Conveniently there is a perfectly uniform 1km grid-layout of homes and roads across the area, every
home is 50m from the road, and every home has a working phone landline (POTS) from one of 16
evenly distributed and nearby (~4km away or less) exchanges. There’s also 4G mobile phone
coverage from towers across the region. Both the exchanges and the 4G phone coverage provide
connectivity back to the wider internet.
a) Describe the various FTTx/HFC cable approaches that could be deployed and what a
deployment would look like in this situation – what kind of equipment and cables
(copper/fibre) are needed where, and how much is needed. Simple diagrams will be very
helpful. Contrast the cabled results, and compare them to some reasonable off-the-shelf
wireless options. Your analysis should include expected downstream/upstream
performance, any limitations, as well as describing any capital and operating cost concerns
for the whole system. Explain what it would take to run your network for the next 30 years.

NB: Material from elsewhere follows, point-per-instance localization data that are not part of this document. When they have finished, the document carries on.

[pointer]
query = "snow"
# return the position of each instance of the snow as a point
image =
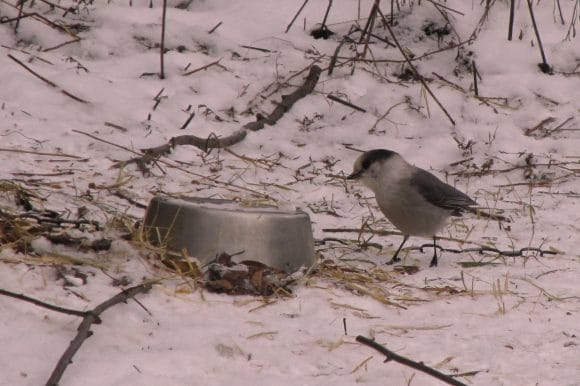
(516, 321)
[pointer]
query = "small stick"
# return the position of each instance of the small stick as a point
(511, 20)
(474, 70)
(162, 45)
(51, 307)
(372, 18)
(202, 67)
(296, 16)
(40, 153)
(115, 126)
(418, 75)
(54, 85)
(21, 5)
(84, 329)
(214, 28)
(187, 122)
(346, 103)
(326, 15)
(258, 49)
(544, 66)
(391, 356)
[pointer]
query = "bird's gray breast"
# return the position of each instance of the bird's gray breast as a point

b) Explain what you would recommend, and why. Highlight any assumptions or simplifications
you need to make. It’s only a first report for the organisation, they’ll need to go get a lot
more data based on your advice, and detailed quotes for the actual network elements.
c) Use the following indicative pricing to estimate what each design you propose would cost to
deploy. Note that not all the necessary equipment is priced here, so you should flag
anything else that is needed, as well as what operational costs you might expect (people,
electricity, etc.):
a. Fibre: $10/meter for the cable, and $500 for terminating each end
b. Copper: $3/meter for the cable, and $150 for terminating each end
c. Wireless transmitters: Omnidirectional = $20,000 each to cover a circle 5km wide,
and $500 per house. Point-to-point links with 10km range = $600 at each end.
Assume towers with infinite holding capacity already exist where you need them…
(Yes, these numbers are extremely rough, but they do cover outdoor grade coax/UTP/fibre, they
include the active equipment at each end, and they magically support whatever kind of LAN-protocolspecific equipment is needed for each technology. It’s a start).
Note, there is no single ‘right’ answer, and without a specific site survey and more detailed pricing it
is hard to define the ‘optimal’ answer. The aim is to analyse the problem, develop potential
solutions, and make an argument as to which options lead to the best outcomes.
For all questions, cite all your sources appropriately (use whatever citation style you are familiar
with) and be clear where you are quoting and/or paraphrasing your sources.